Por: Álvaro García Cristeche, Necochea.
El verano estaba muy caluroso desde hacía días y el viento norte rizaba el escarceo del río Quequén a causa de la marea entrante que lo colmaba con el agua del mar. Aquellos jóvenes muchachos habían planeado una salida en el bote a vela a esa hora de la siesta. Las tres millas hasta el puerto las recorrerían rápidamente, corriente en contra, con la vela mayor de algodón portando en el viento franco. El Mono timoneaba concentrándose en realizar el trayecto fluvial más favorable. Deberían detenerse abarloando a alguna de las lanchas amarillas para retirar su chapita en el Puesto 4 de prefectura en la Banquina de los Pescadores. Sentados en las bandas uno frente al otro Sergio y La Garza calculaban el tiempo que les insumiría el recorrido, que consistía en ir al mar para navegar amurados a babor las cuatro millas hasta Costa Bonita; barajando la playa frente al Monte Pasuvio, la Bahía de los Vientos, y Punta Carballido. Con este ventarrón de través el Flipper filaba fácilmente unos cinco nudos, por lo que tardarían casi una hora. Luego virarían por redondo, que era la maniobra que a ellos se les ocurría más divertida y marinera, y así volver con buenas amuras, por lo que estarían entrando al puerto a más tardar para la estoa, antes que comience a bajar la marea, porque tendrían que remontar el río ciñendo, hasta el amarradero cercano al Puente Colgante.
Cuando salieron de la boca del puerto el viento comenzó a aflojar, no obstante, estando el mar con poca ola, mantenían buena estropada, pero el Nortazo decaía, y llegando al pecio de la caldera, frente a donde actualmente está la casa de los enanitos, súbitamente quedaron encalmados, permanecían inmóviles, y el sonido de la rompiente y hasta las voces en la costa les llegaban nítidos.
El calor continuaba pero el viento de los locos había cesado. ¿Y que eran todos esos insectos? llegaron en tropel, se posaron en sus cuerpos desnudos y pronto cubrieron el velero, la respuesta surgió unánime, ¡al agua! No fue más que un chapuzón porque advirtieron un cambio en la luz del sol, un negro nubarrón cilíndrico, extendido en el horizonte del oeste, se acercaba rápido acompañado de altos cumulonimbus, recién entonces lo vieron, porque no tenían el buen habito de otear el horizonte y menos aun mirar hacia popa !el destino estaba a proa!

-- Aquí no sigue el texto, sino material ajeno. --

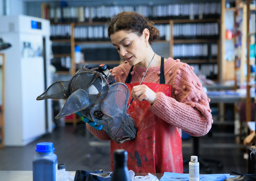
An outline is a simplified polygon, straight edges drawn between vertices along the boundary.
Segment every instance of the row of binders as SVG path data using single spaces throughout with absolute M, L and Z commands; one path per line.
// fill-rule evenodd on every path
M 135 11 L 150 18 L 189 17 L 202 18 L 205 15 L 219 16 L 221 8 L 219 3 L 207 2 L 160 4 L 152 6 L 102 5 L 97 7 L 57 7 L 50 8 L 50 17 L 55 23 L 63 22 L 83 22 L 90 19 L 104 20 L 112 18 L 123 11 Z
M 173 25 L 174 36 L 212 36 L 219 34 L 219 24 L 175 24 Z
M 170 38 L 170 27 L 169 24 L 155 24 L 159 30 L 160 38 L 169 41 Z M 51 35 L 52 38 L 69 38 L 70 36 L 71 26 L 69 25 L 52 25 L 51 26 Z M 104 38 L 108 39 L 108 26 L 103 25 L 78 26 L 75 27 L 75 38 Z M 219 33 L 217 23 L 178 24 L 173 26 L 173 32 L 175 37 L 183 36 L 200 37 L 206 35 L 217 35 Z
M 216 64 L 189 64 L 194 68 L 194 73 L 196 75 L 205 75 L 206 77 L 210 76 L 213 74 L 218 74 L 218 65 Z
M 204 44 L 175 45 L 173 47 L 173 57 L 207 57 L 208 56 L 208 46 L 211 46 L 210 53 L 212 56 L 216 56 L 218 53 L 217 44 L 208 45 Z

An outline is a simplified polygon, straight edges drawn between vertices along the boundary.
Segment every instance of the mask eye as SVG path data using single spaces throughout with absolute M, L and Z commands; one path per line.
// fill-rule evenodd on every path
M 100 119 L 103 117 L 104 114 L 100 111 L 95 111 L 93 113 L 93 116 L 98 119 Z

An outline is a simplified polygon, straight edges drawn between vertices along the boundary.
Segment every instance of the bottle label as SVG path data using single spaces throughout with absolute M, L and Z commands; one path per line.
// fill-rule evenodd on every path
M 199 165 L 189 166 L 189 181 L 199 180 Z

Los tres lograron agarrarse y trepar a bordo, cuando ya las primeras rachas levantaban rociones, quedaron atónitos al notar que el velero escorando mucho y metiendo el penol de la botavara corría hacia mar más profundo.
Ahora llovía torrencial y horizontalmente, y las gotas les dolían en las espaldas, no podían escucharse a causa del sonido de la tempestad, y no quitaban la vista del lugar donde la regala de sotavento se sumergía, mientras se esforzaban en adrizar y achicar. Fueron una decena de minutos de viento muy fuerte, seguidos de otro rato que soplo algo menos, donde pudieron recobrar en parte el control, el cielo entonces se fue tornando azul y despejado, y con esta nueva luz el faro se destaco allá lejos en su loma, mientras el viento disminuía y rotaba al sur, esa fue la oportunidad de virar por avante, a unas dos millas de la costa, y arrumbar a la farola roja de la escollera norte, mientras permanecían tan silenciosos como pensativos.
Todavía recuerdo a aquellos chicos; al recalar, cuando de pronto tuvieron la seguridad de estar de regreso, arrojaban cosas al aire dando gritos con sus brazos en alto, emocionados y felices.
Conocieron a El Pampero con todas sus características y no lo olvidarían.